Paul and Barnabas spent a fairly long time at Lystra.
There was a crippled man in Lystra who had never been able to stand or walk.
One day, as he was listening to the preaching,
Paul looked intently at him and saw that he had the faith to be saved.
So he spoke to him in a loud voice,
“In the Name of the Lord Jesus Christ,
I command you to stand up on your feet!” And the man stood up and began to walk around.
When the people saw what Paul had done, they cried out in the language of Lycaonia,
“The gods have come to us in human likeness!”
They named Barnabas Zeus,
and Paul they called Hergest, since he was the chief speaker.

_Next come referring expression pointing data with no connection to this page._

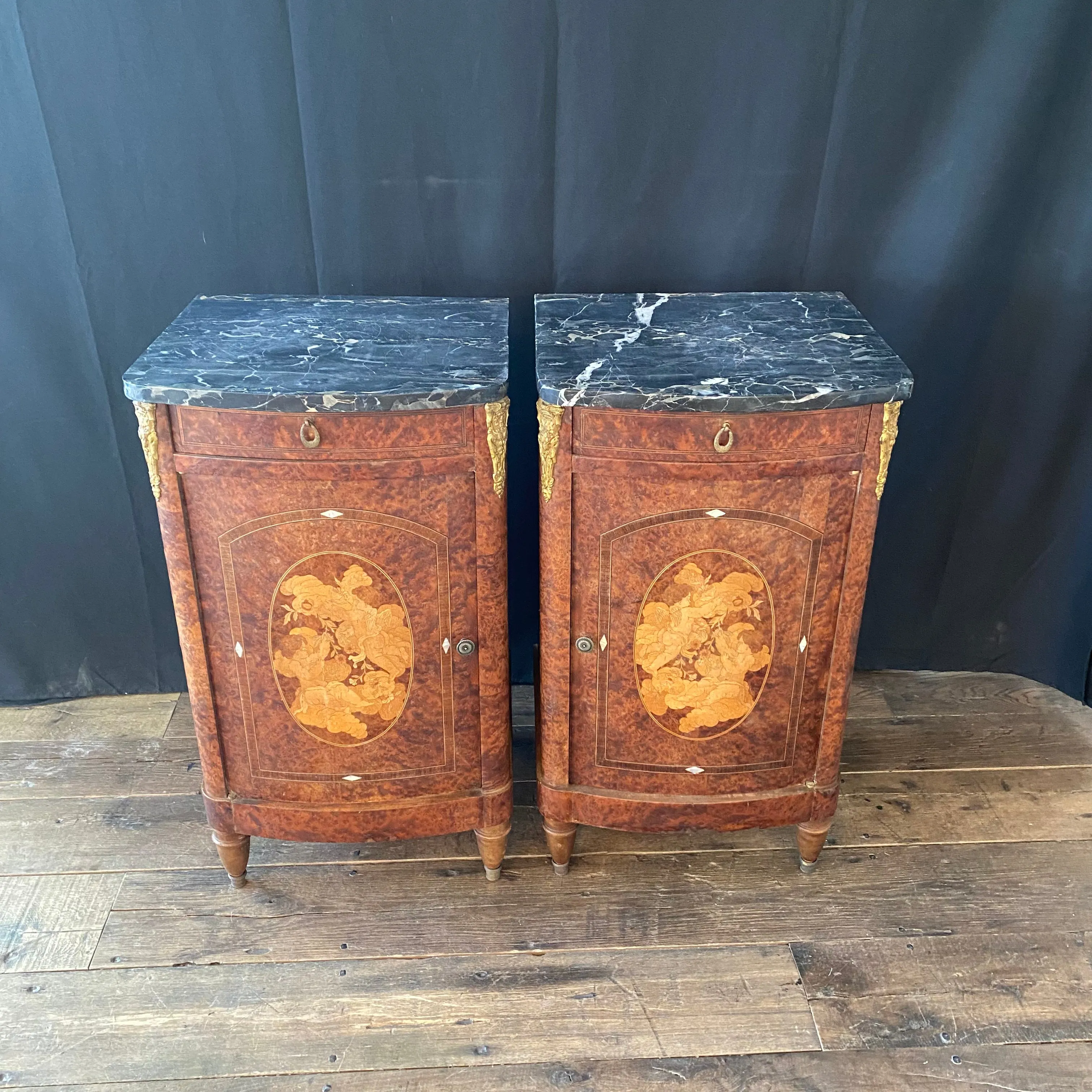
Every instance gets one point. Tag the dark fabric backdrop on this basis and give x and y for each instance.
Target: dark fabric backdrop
(932, 159)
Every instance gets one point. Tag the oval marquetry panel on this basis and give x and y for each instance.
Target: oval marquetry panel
(703, 644)
(341, 648)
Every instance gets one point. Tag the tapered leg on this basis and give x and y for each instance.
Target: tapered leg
(234, 851)
(492, 842)
(559, 839)
(811, 838)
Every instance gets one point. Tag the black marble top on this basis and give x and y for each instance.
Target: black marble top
(327, 353)
(737, 351)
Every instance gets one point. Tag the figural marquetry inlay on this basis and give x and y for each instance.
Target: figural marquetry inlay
(888, 435)
(703, 644)
(496, 425)
(550, 434)
(341, 648)
(150, 442)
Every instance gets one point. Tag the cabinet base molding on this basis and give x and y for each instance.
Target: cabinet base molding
(234, 820)
(649, 813)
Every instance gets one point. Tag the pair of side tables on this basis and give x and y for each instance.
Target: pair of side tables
(330, 479)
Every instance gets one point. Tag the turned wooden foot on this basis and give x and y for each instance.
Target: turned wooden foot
(492, 842)
(234, 851)
(811, 838)
(559, 839)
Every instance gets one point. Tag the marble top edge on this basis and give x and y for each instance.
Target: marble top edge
(718, 352)
(328, 353)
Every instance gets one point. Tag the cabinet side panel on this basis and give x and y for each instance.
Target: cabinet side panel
(184, 591)
(494, 689)
(555, 518)
(854, 584)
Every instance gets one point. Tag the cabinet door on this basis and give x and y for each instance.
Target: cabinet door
(332, 606)
(709, 597)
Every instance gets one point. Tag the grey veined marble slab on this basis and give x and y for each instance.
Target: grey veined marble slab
(327, 354)
(737, 351)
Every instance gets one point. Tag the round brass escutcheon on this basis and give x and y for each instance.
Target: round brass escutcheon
(309, 434)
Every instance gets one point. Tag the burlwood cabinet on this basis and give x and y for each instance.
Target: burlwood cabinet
(340, 586)
(702, 580)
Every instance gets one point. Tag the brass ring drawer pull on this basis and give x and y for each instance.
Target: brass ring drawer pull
(309, 434)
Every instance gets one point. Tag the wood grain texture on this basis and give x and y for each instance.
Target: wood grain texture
(1056, 1067)
(979, 741)
(472, 1010)
(98, 768)
(953, 991)
(956, 694)
(402, 490)
(981, 865)
(308, 913)
(908, 807)
(635, 492)
(53, 923)
(122, 717)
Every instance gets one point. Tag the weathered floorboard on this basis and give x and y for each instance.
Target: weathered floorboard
(944, 807)
(955, 991)
(980, 742)
(98, 768)
(53, 923)
(309, 913)
(465, 1011)
(953, 694)
(134, 716)
(1055, 1067)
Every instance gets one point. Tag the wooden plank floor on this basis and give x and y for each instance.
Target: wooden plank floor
(947, 935)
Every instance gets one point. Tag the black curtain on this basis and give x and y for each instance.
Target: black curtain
(932, 159)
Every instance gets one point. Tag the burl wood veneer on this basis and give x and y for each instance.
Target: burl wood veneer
(340, 580)
(703, 569)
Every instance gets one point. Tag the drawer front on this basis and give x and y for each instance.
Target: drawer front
(248, 434)
(697, 437)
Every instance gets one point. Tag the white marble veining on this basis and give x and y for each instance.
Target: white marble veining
(325, 354)
(740, 352)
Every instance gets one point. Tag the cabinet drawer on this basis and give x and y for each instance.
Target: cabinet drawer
(738, 437)
(248, 434)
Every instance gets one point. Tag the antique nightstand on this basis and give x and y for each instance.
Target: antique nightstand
(330, 480)
(711, 471)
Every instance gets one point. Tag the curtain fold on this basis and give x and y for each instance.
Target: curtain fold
(931, 160)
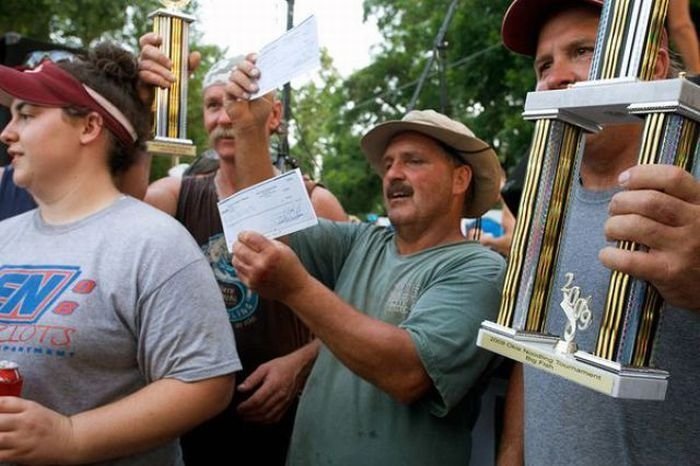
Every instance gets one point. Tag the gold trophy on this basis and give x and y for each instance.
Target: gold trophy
(619, 90)
(170, 105)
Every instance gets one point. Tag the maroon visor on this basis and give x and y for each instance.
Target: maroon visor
(49, 85)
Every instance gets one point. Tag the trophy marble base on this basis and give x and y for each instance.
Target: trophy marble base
(171, 147)
(580, 367)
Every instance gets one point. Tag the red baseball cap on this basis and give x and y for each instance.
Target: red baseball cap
(524, 19)
(49, 85)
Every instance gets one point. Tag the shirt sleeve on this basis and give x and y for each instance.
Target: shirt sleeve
(444, 324)
(323, 248)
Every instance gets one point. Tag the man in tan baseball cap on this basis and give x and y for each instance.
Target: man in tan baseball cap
(456, 140)
(398, 309)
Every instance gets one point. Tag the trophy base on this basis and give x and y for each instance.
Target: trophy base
(171, 147)
(593, 372)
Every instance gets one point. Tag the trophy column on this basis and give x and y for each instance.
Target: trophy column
(170, 105)
(619, 91)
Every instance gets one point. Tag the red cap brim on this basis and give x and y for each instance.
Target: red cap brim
(50, 86)
(524, 19)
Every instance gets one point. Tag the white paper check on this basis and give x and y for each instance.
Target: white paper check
(275, 207)
(292, 54)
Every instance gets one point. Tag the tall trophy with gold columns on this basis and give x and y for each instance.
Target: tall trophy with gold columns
(170, 105)
(619, 91)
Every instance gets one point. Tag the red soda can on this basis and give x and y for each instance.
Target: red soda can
(10, 379)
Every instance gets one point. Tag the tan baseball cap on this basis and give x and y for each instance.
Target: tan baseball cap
(476, 153)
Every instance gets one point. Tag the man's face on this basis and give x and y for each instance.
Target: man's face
(565, 48)
(217, 122)
(420, 180)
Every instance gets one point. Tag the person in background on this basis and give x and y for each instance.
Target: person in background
(496, 235)
(550, 420)
(276, 347)
(397, 380)
(96, 309)
(13, 199)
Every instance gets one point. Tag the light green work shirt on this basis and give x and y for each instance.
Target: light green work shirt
(440, 296)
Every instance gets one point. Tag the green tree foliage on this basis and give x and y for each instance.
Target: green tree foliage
(485, 83)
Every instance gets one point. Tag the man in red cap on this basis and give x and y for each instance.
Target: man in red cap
(550, 420)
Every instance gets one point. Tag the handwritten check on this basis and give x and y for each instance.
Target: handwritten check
(292, 54)
(275, 207)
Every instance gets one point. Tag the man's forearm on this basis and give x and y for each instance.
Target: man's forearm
(381, 353)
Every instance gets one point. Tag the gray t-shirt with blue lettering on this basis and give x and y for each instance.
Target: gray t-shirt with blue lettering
(97, 309)
(439, 296)
(566, 423)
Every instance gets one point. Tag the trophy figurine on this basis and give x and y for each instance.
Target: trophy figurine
(620, 90)
(170, 105)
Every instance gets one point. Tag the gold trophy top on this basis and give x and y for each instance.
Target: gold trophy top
(176, 5)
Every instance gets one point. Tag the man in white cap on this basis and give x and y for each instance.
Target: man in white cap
(275, 347)
(658, 206)
(398, 310)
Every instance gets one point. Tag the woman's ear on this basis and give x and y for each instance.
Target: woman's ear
(462, 179)
(92, 126)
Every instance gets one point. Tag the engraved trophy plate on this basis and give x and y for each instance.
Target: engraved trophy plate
(619, 91)
(170, 105)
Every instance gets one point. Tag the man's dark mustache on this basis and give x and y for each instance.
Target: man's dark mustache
(397, 187)
(221, 133)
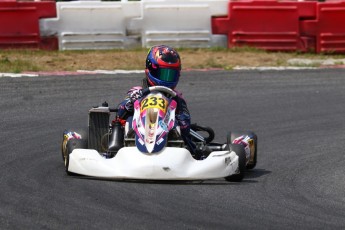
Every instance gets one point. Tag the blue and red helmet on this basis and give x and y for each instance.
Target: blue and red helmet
(163, 66)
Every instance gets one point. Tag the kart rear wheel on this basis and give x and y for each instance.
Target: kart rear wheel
(71, 145)
(253, 158)
(240, 152)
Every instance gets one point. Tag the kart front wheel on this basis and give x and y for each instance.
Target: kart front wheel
(71, 145)
(240, 152)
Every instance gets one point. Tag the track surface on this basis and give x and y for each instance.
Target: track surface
(298, 182)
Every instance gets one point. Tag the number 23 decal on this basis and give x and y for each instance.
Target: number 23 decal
(154, 102)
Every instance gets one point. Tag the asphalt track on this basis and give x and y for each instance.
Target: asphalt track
(298, 183)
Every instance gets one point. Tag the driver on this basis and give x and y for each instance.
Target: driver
(163, 67)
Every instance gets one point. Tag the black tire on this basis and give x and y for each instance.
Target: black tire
(239, 150)
(71, 145)
(234, 135)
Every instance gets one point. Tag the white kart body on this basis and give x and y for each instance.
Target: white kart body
(170, 164)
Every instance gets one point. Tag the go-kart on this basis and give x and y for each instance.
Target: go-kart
(149, 146)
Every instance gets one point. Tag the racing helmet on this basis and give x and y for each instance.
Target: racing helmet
(163, 66)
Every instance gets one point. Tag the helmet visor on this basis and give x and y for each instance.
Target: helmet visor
(169, 75)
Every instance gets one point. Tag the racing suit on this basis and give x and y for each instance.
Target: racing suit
(126, 110)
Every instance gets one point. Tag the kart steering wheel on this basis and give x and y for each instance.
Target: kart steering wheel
(159, 88)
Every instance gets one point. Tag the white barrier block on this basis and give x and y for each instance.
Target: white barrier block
(179, 23)
(90, 24)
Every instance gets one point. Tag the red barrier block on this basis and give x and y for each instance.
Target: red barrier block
(328, 27)
(268, 25)
(20, 23)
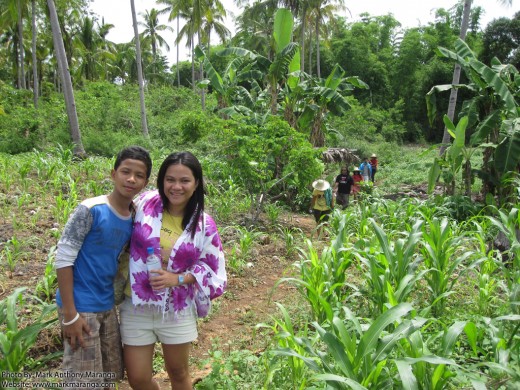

Even the priest of the Temple of Zeus, which stood outside the town,
brought oxen and garlands to the gate;
together with the people, he wanted to offer sacrifice to them.
When Barnabas and Paul heard this,
they tore their garments to show their indignation and rushed into the crowd, shouting,
why are you doing this?
We are human beings with the same weakness you have
and we are now telling you to turn away from these useless things to the living God
who made the heavens, the earth, the sea and all that is in them.
In past generations he allowed each nation to go its own way,
though he never stopped making himself known;
for he is continually doing good,
giving you rain from heaven and fruitful seasons,
providing you with food and filling your hearts with gladness.”
Then some Jews arrived from Antioch and Iconium and turned the people against them.
They stoned Paul and dragged him out of the town, leaving him for dead.
But when his disciples gathered around him,
he stood up and returned to the town.
And the next day he left for Derbe with Barnabas.
After proclaiming the gospel in that town and making many disciples,
they returned to Lystra and Iconium and on to Antioch.
They were strengthening the disciples and encouraging them to remain firm in faith, for they said,
“We must go through many trials to enter the Kingdom of God.”
In each church they appointed elders and, after praying and fasting,
they commended them to the Lord in whom they had placed their faith.
Then they travelled through Pisidia, and came to Pamphylia.
They preached the Word in Perga and went down to Attalia.
From there they sailed back to Antioch,
where they had first been commended to God’s grace for the task they had now completed.
On their arrival they gathered the Church together
and told them all that God had done through them
and how he had opened the door of faith to the non-Jews.
They spent a fairly long time there with the disciples.